Oklahoma’s Health Insurance Exchange Time-Waster

Published March 15, 2012

The next ten months will decide whether President Barack Obama’s namesake health care law survives or dies on the table. The Supreme Court will rule on the constitutionality of the individual mandate, a central pillar of the law, and the fall’s elections will determine the political makeup of the White House and Congress. That will create major health care policy changes all across the country, yet some Oklahoma legislators appear unwilling to wait for the Court and the voters to decide, wanting instead to force policy changes now. That leads to a question: Why are they so impatient to create a health insurance exchange?

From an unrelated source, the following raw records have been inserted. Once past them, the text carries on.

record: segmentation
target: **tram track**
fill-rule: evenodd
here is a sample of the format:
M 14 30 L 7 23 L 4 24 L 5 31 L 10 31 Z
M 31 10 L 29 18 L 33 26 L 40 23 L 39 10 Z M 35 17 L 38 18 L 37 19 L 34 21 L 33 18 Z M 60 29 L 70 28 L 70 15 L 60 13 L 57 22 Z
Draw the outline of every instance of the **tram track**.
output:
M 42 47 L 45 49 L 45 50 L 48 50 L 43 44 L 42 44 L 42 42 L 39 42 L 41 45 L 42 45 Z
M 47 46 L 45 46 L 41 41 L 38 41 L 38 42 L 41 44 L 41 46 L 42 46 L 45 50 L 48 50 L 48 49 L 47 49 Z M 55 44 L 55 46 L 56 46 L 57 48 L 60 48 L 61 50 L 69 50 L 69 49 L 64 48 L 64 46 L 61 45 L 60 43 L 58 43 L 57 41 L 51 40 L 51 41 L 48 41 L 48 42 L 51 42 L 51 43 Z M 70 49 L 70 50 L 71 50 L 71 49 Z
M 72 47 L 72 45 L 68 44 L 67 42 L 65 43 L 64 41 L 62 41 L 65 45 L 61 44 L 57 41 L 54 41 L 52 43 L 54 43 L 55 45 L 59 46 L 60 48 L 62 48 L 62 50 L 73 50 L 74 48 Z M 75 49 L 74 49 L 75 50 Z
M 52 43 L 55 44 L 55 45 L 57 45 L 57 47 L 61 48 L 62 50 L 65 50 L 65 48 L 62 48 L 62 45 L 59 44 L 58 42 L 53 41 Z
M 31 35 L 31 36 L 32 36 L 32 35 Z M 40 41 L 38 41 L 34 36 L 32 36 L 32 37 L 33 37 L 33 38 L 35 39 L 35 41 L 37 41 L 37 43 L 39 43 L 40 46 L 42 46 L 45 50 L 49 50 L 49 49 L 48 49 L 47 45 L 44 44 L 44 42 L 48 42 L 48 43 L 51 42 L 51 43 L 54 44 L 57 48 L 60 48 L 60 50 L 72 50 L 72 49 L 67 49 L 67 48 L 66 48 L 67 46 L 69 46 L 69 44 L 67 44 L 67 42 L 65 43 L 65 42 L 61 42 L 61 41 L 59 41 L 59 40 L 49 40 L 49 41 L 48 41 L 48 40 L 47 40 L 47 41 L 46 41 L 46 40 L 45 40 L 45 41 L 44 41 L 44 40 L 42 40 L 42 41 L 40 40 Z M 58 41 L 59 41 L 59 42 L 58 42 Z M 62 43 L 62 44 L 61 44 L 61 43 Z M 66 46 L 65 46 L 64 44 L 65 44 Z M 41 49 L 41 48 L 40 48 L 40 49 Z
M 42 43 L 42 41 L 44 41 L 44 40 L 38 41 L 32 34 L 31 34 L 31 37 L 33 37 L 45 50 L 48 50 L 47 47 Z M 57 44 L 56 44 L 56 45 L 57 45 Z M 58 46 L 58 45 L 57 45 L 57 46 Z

The recent release of the Oklahoma legislature’s Joint Committee recommendations regarding an exchange, sold as a government-run marketplace for the purchase of insurance, includes several optimistic estimates regarding the costs for the state if Obama’s law remains on the books. But the commitment to the establishment of a state health insurance exchange is troublesome.

The report states, “In an effort to stop the implementation of a federal exchange and to provide better market-driven options for our citizens, we recommend that we establish a state-based private marketplace network. … This network would be along the lines of the Utah model for small businesses,” which predates Obama’s law.

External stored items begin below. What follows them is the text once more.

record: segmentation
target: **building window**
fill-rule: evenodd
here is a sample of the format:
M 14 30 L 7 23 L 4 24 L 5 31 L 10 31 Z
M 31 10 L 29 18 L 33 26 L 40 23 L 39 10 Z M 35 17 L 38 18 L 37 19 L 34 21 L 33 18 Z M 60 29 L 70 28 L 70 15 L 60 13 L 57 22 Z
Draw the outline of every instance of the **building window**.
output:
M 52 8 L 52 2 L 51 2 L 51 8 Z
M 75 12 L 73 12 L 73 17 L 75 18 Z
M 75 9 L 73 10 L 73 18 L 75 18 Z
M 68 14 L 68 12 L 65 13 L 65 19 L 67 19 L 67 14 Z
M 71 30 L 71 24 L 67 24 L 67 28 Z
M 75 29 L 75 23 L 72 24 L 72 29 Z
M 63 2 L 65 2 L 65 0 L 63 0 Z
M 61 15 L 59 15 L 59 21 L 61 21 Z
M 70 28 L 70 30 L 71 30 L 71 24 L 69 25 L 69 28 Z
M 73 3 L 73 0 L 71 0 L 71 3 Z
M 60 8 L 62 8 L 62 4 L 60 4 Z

If Oklahoma truly wants to establish such an exchange, operating outside the authorities of the federal government and without the mandates, price controls, redistributive subsidies, and other failings, Utah’s example is well and good. But Utah’s insurance exchange is far more limited in focus and affects only a minuscule portion of the marketplace. As of January 2012, roughly 5,000 Utahns were covered by insurance purchased through the exchange, out of approximately 300,000 Utahns who work for qualifying small businesses.

More significantly, Utah’s exchange is not compliant with Obama’s law in numerous respects. To suggest an Oklahoma-based version of Utah’s exchange would exempt Oklahoma from the implementation of a federal exchange is simply false. To compare the two in the same paragraph is an inaccurate conflation of two very different creations.

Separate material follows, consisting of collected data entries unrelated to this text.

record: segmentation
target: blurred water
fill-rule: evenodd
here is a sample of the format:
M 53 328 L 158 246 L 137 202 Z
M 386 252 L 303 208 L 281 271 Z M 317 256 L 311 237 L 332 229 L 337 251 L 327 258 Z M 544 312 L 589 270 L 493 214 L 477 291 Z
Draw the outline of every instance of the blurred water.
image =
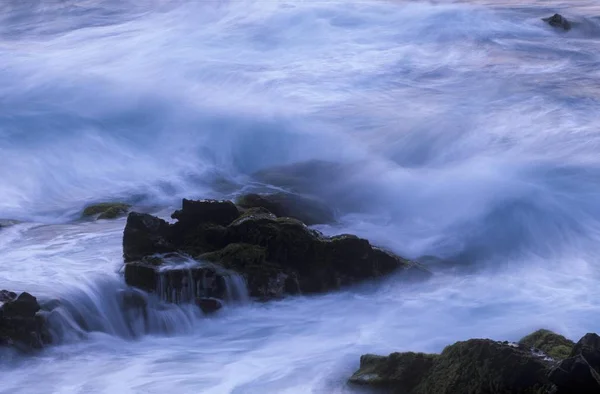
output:
M 540 20 L 557 10 L 573 30 Z M 0 229 L 0 287 L 70 307 L 60 346 L 3 358 L 0 393 L 350 392 L 364 352 L 597 331 L 599 15 L 584 0 L 3 2 L 0 218 L 25 223 Z M 320 230 L 473 269 L 212 317 L 153 303 L 142 329 L 118 301 L 124 220 L 73 221 L 113 198 L 164 215 L 310 160 L 303 191 L 340 216 Z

All exchanges established under the auspices of Obama’s law are by definition federal exchanges–the final authority for all meaningful decisions resides in Washington, not Oklahoma City, and the federal Secretary of Health and Human Services can overrule the state-level authorities in virtually any area she deems necessary.

In reality, Obama’s exchanges represent a federal takeover of health care, with Washington shifting the political and infrastructure costs to the states while retaining the power inside the beltway. The states will function as delivery mechanisms for bureaucratic regulations, price controls, and costly taxpayer-funded subsidies.

Or at least they would have, if states had not overwhelmingly rejected this approach. The vast majority of states have made little or no progress toward creating the exchanges mandated by Obama’s law, even where state politicians are united in approving the effort. This is thanks in part to the administration’s own inability to implement Obama’s law–HHS has missed one-third of the law’s deadlines, according to a recent report from Sen. Tom Coburn, and it still has not finalized the exchange rules, which could change dramatically. And now HHS has the added burden of creating a federal exchange to cover a vastly larger pool of defiant states than was expected, a process it has only just begun.

Most state legislatures now understand patience is a virtue. They know Obama’s law will be reopened in January 2013 by Congress regardless of what the Supreme Court decides–either by Democrats seeking to fix the numerous obvious problems with it or by Republicans intent on repealing and replacing it entirely. An exchange created in accordance with the Utah model in Oklahoma and not in accordance with Obama’s law may very well have to be torn up and re-envisioned entirely in response to the decisions made at that point. Taxpayer dollars spent on its creation will have been wasted.

Why rush something this important? It is better to wait and see what happens. If Oklahoma legislators truly wish to create an exchange, they would be far better off waiting for the dust to settle in the aftermath of key decisions from the Supreme Court and the people.


Benjamin Domenech ([email protected]) is a research fellow at The Heartland Institute and managing editor of Health Care News.